I’ve managed to avoid talking about form factor throughout this blog post, but product is where it becomes really important. I suspect that we can get by with phones much longer than most people think. Twitter or Facebook or whatever has gotten us very used to walking around with our phones like drones delivering Amazon packages. We’ve all walked around with our phone using Google Maps to find where we’re going. Why not occasionally hold it up to follow an arrow? (Though personally I find wrist-based, continuous, passive navigation à la Apple Watch to be more pleasant.) There are many tools that are situational or amenable to being seen through a single view. So it isn’t difficult to imagine that people will use the extremely powerful little viewports they already carry around for many of the first AR applications.

A direct field of vision device, whether that’s a headset or a contact lens or some apocalyptic nightmare brain implant, will eventually be needed for AR to realize its full potential. The challenge for AR is that many of the most compelling applications for it are casual and unexpected, so you won’t be able to get people to wear clunky headsets at home like you get with VR. As a result, phones will be key for a while, since we already always have them with us. For some applications, this will be prohibitive; for others, it will be a local maximum. For example, anyone who’s played Pokemon Go for a long period of time will tell you that you don’t enjoy holding your phone but rather come to tolerate it in service of the rest of the experience (though based on usage numbers, tolerate it they do). We’re willing to hold up our phones for proscribed level 0 to level 2 experiences because they’re limited in time, but I imagine that once we hit the kinds of games or work apps — like an AR guide for shippers, for instance — we’ll find non-field of vision devices tedious at best or impractical at worst. For many people, their first on-head AR experience may be a non-AR experience entirely, like Intel’s Vaunt glasses (which are a mostly glorified notification device, clever though they may be). But for now this is as far as I’m willing to speculate.

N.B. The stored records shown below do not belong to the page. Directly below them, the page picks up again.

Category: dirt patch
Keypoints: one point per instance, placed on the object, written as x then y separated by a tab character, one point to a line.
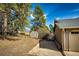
17	47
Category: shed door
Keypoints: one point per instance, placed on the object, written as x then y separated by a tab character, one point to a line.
74	41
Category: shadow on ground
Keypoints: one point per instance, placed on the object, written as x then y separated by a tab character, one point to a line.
48	45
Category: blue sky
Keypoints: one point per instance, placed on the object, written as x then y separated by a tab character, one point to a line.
58	10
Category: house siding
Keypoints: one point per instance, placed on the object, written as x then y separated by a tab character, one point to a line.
58	34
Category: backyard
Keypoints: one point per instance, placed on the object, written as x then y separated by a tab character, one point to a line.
17	47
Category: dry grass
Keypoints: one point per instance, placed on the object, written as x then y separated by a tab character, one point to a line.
17	47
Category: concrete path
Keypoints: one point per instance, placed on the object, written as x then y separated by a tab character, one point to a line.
45	48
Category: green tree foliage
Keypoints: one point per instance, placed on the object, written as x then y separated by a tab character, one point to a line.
39	20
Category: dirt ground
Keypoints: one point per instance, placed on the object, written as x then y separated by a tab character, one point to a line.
17	47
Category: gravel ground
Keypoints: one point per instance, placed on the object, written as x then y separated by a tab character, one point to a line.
17	47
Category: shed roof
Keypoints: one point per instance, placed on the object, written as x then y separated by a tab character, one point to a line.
68	23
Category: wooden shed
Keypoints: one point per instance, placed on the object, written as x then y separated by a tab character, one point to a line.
67	34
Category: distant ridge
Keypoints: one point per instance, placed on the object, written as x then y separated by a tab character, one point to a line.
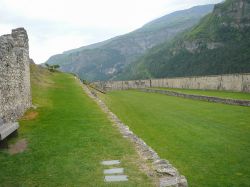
219	44
104	60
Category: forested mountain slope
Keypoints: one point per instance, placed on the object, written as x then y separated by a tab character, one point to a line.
219	44
104	60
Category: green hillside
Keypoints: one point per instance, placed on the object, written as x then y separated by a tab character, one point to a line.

What’s interesting about the earliest use cases for AR is that they seem…quite big. Entertainment, the main market for VR so far, is a big industry, but it’s not quite as big as you think. Movies make $40b, and video games make about 2.5x that at around $110b. Travel, in contrast, is way larger, as tourism is a trillion dollar industry in the US alone. AR tends to touch these huge markets, like travel experiences, commerce, and transportation. As a product, even the early experiences make you wonder why everything isn’t like it. I’m reminded that what made phones the biggest computer market ever is their omnipresence and their greater ease of use in casual situations, and so I wonder what that means for AR. I certainly don’t think VR will be 1000x the size of AR (that’s recency bias). Pokemon Go, the first AR game and a rudimentary one at that (it’s basically level 0), has been played by more people than have ever probably even used VR once.

Wrap-up

So. That’s it.

I hope this helped you think about AR as well as your work generally, as I find these mental models very instructive. It’s clear, I think, that there’s a lot of work left to do on the fundamental aspects of AR (and you don’t need to be employed by Apple or Google to do good work, so get on it). It’s also clear that the tools that currently exist are enough to make some interesting products and maybe even a business or two.

And that Shaq totally got played by Magic Leap.